An interesting performance result was observed when the algorithms were compared based on their average number of selected features. For example, the BPSO outputs a value of 1 for the number of selected features for all population sizes and for all datasets considered during our experiments. While this showed some measure of abnormality in the process of feature selection in the algorithm, we observed more standard performance for all the remaining methods.

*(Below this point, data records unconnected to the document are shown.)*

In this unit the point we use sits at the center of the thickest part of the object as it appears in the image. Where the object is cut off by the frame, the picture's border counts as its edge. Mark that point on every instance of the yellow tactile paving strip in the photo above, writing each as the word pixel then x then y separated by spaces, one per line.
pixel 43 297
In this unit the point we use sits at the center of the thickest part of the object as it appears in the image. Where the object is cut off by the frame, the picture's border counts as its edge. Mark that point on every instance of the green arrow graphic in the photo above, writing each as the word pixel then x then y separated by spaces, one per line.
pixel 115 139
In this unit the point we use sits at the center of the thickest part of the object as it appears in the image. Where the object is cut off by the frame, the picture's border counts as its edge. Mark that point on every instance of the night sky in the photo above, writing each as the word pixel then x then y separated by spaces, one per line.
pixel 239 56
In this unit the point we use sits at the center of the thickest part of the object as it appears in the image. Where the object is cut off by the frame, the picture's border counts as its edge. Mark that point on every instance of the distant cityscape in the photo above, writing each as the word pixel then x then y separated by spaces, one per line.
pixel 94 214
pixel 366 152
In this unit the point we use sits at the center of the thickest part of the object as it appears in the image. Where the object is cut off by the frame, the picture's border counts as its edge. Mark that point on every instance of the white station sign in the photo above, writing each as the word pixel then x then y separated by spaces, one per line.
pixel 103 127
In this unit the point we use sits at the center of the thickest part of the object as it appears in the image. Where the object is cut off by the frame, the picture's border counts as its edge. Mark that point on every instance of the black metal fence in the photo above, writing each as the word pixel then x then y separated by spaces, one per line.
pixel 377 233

As an example, consider the outcome of some low-dimensional datasets such as the BreastEW, CongressEW, Exactly and Exactly2. The BEOSA and BIEOSA yielded similar results to all the other methods. For BWOA, BGWO, BDMO, BSNDO, BEOSA and BIEOSA, the average numbers of features (on population sizes yielding this average performance) were 17.0 (25), 16.9 (100), 5.5 (50), 3.0 (25), 7.3 (25) and 5.9 (75), respectively. The CongressEW showed 8.9 (100), 10.1 (25), 2.4 (50), 2.4 (50), 5.3 (100) and 4.6 (50) for the same BWOA, BGWO, BDMO, BSNDO, BEOSA and BIEOSA methods. Similarly, the Exactly dataset reported values of 6.2 (50), 8.5 (25), 3.0 (25), 2.2 (25), 4.2 (25) and 2.5 (75), while Exactly2 gave 7.0 (75), 8.3 (100), 3.5 (100), 2.0 (25), 1.7 (100) and 2.5 (25) on the same methods, respectively. These results show that in most cases, population sizes of 25–50 were sufficient to produce the desired results. Even population-intensive algorithms such as BEOSA and BIEOSA demonstrated that their best average feature selection counts could be obtained using a population size range of 25–75.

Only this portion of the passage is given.